ロードサービスなどを手がける兵庫県丹波市春日町の岩崎クレーン(岩崎哲男社長)が、軽トラックより車幅が狭く、車高が低い「ミニ・クローラクレーン」を導入した。従来の小型レッカー車では救出できなかった悪条件の所にも対応しようというもの。「手に負えない、困った、という現場で事故車救援作業の切り札にしたい」と話している。
ロードサービスに使用「まずない」
古河ユニック社製。軽自動車が進入する所なら入れるほか、キャタピラのため、未舗装、ぬかるみなど不整地で強みを発揮する。高さ制限がある所にも入っていける。反面、スピードは時速3キロと遅く、台車で現場近くまで運ぶ。
5段ブームで、2・95トンまで吊れる。停車したまま巻き取るウインチも3・62トンで28メートルまで対応。ウインチで引っ張り出してクレーンで吊る。同社が所有する小型レッカー車よりコンパクトサイズながら、巻き取る力も吊る力も強いという。
岩崎社長によると、同型クレーンは工場の機械の据え付けなどに使われるもので、「ロードサービス用に使っている業者はまずいない。

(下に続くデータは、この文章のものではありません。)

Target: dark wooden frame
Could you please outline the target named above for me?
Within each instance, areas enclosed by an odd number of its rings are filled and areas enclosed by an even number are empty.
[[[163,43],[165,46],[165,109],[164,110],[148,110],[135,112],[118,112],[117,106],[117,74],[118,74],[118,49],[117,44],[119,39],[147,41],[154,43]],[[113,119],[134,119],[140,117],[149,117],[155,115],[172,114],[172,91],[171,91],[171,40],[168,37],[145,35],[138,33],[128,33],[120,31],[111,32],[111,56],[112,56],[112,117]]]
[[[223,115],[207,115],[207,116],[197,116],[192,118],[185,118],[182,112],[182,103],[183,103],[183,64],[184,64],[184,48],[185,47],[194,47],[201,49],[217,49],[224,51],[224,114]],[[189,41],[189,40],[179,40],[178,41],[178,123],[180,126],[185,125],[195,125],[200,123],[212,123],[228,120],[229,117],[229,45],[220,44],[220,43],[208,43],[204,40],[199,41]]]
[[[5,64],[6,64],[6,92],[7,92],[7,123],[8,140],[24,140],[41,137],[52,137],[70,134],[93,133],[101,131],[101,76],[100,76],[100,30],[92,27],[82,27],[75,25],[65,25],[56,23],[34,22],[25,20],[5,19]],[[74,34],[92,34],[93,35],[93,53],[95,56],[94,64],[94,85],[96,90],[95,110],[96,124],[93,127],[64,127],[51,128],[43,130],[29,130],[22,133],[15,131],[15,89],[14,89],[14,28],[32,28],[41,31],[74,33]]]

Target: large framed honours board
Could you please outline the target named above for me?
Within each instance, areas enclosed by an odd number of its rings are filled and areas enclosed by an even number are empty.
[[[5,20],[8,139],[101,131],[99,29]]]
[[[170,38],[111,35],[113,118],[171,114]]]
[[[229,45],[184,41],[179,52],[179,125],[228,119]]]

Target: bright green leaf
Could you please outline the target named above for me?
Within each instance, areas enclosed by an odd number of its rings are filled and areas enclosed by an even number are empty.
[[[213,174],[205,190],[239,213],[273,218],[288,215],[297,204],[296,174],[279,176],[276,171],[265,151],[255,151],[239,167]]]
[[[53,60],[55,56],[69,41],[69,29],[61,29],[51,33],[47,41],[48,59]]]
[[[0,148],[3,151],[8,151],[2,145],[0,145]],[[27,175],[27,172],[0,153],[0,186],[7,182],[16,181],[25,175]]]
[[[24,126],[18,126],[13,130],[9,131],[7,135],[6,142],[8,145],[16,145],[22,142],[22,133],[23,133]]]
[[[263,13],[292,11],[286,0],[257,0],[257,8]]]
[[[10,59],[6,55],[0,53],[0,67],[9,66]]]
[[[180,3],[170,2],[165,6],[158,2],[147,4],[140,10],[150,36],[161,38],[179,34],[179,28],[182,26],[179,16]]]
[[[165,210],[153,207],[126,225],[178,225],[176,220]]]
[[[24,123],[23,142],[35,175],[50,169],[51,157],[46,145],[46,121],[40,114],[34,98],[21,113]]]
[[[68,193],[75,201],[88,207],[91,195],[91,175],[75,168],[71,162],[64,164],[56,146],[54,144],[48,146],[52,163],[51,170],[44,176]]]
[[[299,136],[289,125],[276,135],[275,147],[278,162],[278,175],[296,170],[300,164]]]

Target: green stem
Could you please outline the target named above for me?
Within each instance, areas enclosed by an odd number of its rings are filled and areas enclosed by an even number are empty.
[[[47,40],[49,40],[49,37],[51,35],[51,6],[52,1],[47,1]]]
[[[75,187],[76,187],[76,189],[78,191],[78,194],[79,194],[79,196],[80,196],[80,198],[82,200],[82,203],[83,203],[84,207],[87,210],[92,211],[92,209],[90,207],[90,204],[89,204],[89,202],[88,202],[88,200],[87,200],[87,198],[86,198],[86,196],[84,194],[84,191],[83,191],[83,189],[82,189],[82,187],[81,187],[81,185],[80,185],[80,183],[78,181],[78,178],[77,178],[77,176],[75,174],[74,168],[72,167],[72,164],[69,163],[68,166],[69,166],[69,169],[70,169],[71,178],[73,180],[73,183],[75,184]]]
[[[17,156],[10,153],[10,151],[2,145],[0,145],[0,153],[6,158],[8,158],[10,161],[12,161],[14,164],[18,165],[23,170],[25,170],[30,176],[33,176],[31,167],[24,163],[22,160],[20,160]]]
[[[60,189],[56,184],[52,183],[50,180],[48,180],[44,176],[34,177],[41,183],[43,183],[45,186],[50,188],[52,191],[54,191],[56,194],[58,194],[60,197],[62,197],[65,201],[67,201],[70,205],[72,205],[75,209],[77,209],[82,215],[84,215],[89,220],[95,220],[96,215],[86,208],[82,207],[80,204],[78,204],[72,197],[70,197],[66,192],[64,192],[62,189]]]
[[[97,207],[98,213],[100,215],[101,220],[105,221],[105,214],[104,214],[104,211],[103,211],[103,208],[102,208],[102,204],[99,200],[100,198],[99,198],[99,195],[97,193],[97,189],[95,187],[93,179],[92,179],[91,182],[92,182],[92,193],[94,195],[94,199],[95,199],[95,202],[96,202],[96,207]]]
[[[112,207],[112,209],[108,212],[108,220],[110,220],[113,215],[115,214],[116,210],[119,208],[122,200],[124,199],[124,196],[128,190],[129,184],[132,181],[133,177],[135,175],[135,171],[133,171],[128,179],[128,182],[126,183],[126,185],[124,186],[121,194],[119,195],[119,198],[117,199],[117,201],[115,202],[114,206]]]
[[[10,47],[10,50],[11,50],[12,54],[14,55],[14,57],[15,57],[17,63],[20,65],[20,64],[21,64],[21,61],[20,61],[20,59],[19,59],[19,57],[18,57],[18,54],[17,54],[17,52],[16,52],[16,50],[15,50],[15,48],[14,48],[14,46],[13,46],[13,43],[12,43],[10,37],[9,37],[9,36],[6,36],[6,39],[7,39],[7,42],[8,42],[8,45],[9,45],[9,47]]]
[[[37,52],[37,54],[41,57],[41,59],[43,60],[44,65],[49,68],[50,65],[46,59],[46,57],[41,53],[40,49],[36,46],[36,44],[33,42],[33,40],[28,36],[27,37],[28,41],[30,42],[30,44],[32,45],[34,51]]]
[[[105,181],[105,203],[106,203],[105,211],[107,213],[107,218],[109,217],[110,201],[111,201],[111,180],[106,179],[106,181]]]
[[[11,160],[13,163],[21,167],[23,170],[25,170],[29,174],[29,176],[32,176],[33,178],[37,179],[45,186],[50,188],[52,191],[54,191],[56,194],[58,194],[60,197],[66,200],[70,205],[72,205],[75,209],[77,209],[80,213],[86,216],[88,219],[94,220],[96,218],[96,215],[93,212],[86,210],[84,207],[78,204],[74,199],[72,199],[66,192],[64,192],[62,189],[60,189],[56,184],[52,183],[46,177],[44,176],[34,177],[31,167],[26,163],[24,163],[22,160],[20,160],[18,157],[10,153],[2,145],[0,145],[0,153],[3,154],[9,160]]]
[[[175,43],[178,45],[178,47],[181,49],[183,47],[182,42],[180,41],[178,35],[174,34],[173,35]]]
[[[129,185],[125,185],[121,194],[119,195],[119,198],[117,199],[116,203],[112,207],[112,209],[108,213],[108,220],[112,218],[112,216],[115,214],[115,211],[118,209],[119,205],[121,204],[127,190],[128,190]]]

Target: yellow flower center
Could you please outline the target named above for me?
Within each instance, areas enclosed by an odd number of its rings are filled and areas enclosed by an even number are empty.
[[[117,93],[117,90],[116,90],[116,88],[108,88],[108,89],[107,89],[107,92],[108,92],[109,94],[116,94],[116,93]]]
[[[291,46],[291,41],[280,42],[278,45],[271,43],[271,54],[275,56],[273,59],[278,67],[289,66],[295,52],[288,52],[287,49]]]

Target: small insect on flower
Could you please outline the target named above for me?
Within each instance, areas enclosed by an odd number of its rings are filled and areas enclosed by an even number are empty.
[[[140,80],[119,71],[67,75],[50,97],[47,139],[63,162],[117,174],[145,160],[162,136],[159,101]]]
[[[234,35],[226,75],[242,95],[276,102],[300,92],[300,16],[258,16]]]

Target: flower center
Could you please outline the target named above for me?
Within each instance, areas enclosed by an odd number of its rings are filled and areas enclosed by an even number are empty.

今のところ、最も小型の機材だろう」という。
四輪駆動で林道から脱輪し転落した、狭い道で雪に閉ざされて出られなくなったといったケースを想定。これまでは小型のバックフォーなどを使っていたが、引っ張ることはできても吊れない上、荷がかかり過ぎて重機が傷むといったことがあったという。
岩崎社長は、「年に何度、出動要請があるかは分からないが、今まで助けられなかった所に助けに行ける喜びがある。出番がないにこしたことはないが、何かあったら、何としても助けたい」と思いを語った。